Using Itô formula for the multidimensional case(I omit all the algebra) I get that:

$d(X_te^{Z_t})=[e^{Z_t}(1-X_tu_t)]dB_t$.

Hence $X_te^{Z_t}=X_0+\int_0^te^{Z_t}(1-X_tu_t)dB_t$.

From the theory of the construction of the Itô process I know that this is a martingale if: $E[\int_0^t(e^{Z_t}\{1-u_tX_t\})^2dt]<\infty$.

But how do I show this?

What I am able to get is:

$|Z_t| \leq K+ |\int_0^tu_TdB_t|$, so since u is bounded we know that $|\int_0^tu_tdB_t|\in L_2(\omega \times [0,T])$. So $Z_t \in L_2(\Omega \times [0,T])$.

And by the boundedness of u it also follows that $(1-u_tX_t)\in L_2(\Omega \times [0,T])$.

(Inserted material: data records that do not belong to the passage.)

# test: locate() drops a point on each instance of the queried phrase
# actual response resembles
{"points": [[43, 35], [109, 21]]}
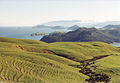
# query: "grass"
{"points": [[39, 62]]}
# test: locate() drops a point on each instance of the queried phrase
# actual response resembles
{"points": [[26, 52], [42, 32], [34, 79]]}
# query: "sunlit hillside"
{"points": [[32, 61]]}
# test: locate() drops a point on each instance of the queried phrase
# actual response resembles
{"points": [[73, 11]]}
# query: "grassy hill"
{"points": [[61, 62]]}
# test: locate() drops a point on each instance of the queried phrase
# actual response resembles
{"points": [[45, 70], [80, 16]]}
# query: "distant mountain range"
{"points": [[75, 23], [112, 27], [84, 35], [69, 23]]}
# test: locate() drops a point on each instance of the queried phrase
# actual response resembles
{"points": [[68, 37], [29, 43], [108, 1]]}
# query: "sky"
{"points": [[33, 12]]}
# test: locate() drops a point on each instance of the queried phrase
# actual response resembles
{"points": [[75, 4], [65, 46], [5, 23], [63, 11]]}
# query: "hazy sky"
{"points": [[32, 12]]}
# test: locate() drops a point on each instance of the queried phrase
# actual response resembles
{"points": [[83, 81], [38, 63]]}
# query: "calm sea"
{"points": [[25, 32]]}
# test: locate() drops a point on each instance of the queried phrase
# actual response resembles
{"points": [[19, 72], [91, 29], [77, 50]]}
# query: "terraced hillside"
{"points": [[31, 61]]}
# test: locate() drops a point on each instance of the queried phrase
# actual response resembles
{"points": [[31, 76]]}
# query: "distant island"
{"points": [[84, 35], [38, 34]]}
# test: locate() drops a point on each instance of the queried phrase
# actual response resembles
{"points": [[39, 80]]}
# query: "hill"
{"points": [[111, 27], [82, 35], [61, 62]]}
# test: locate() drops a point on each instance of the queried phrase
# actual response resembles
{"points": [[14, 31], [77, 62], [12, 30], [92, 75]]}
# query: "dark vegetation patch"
{"points": [[35, 50], [93, 76]]}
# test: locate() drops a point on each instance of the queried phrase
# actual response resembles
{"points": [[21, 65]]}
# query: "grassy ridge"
{"points": [[35, 61]]}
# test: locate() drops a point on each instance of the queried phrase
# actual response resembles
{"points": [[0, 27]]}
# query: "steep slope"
{"points": [[61, 62]]}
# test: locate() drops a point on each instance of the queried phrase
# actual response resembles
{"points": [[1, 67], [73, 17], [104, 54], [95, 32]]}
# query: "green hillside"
{"points": [[31, 61]]}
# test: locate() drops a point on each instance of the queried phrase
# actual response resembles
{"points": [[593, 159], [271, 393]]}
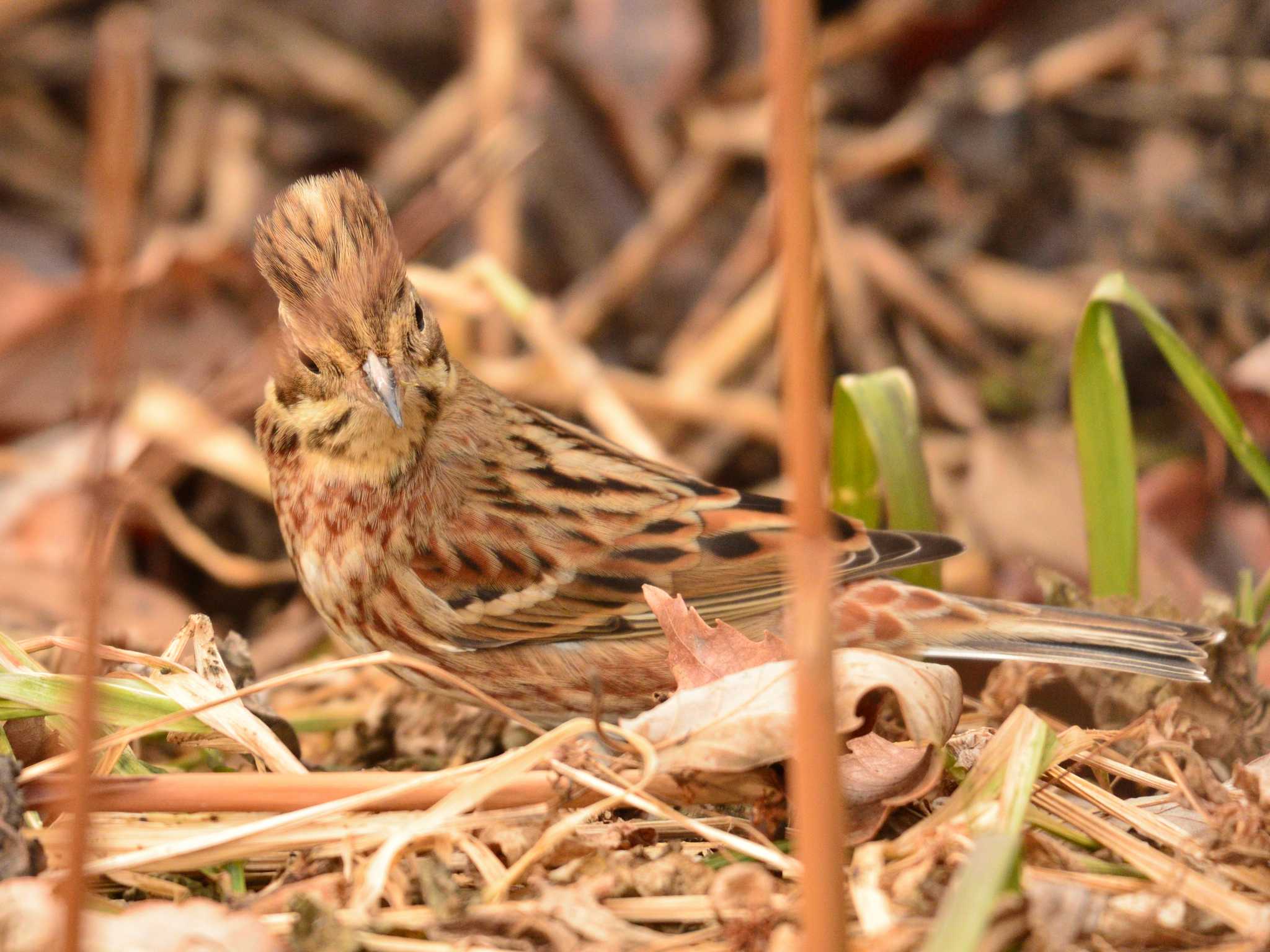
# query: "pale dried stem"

But how do I show that $e^{Z_t} \in L_2(\omega \times [0,T])$, and $e^{Z_t}u_tX_t \in L_2(\omega \times [0,T])$? The $L_2$ vector-space isnt closed under multiplication, and we can not just take the exponential and expect to still be there?

Any hints?

Answer 1

It depends very much on what you know about stochastic integrals. If you know Novikov's condition, then this might be your first choice. If you know local martingales, then you can use the fact that $(e^{Z_t})_t$ is a local martingale and the boundedness of $u$ to conclude that $e^{Z_t} \in L^2$.

In my answer, I'll present a solution which does not require any prior knowledge of stochastic integrals except the definition of the Itô integral.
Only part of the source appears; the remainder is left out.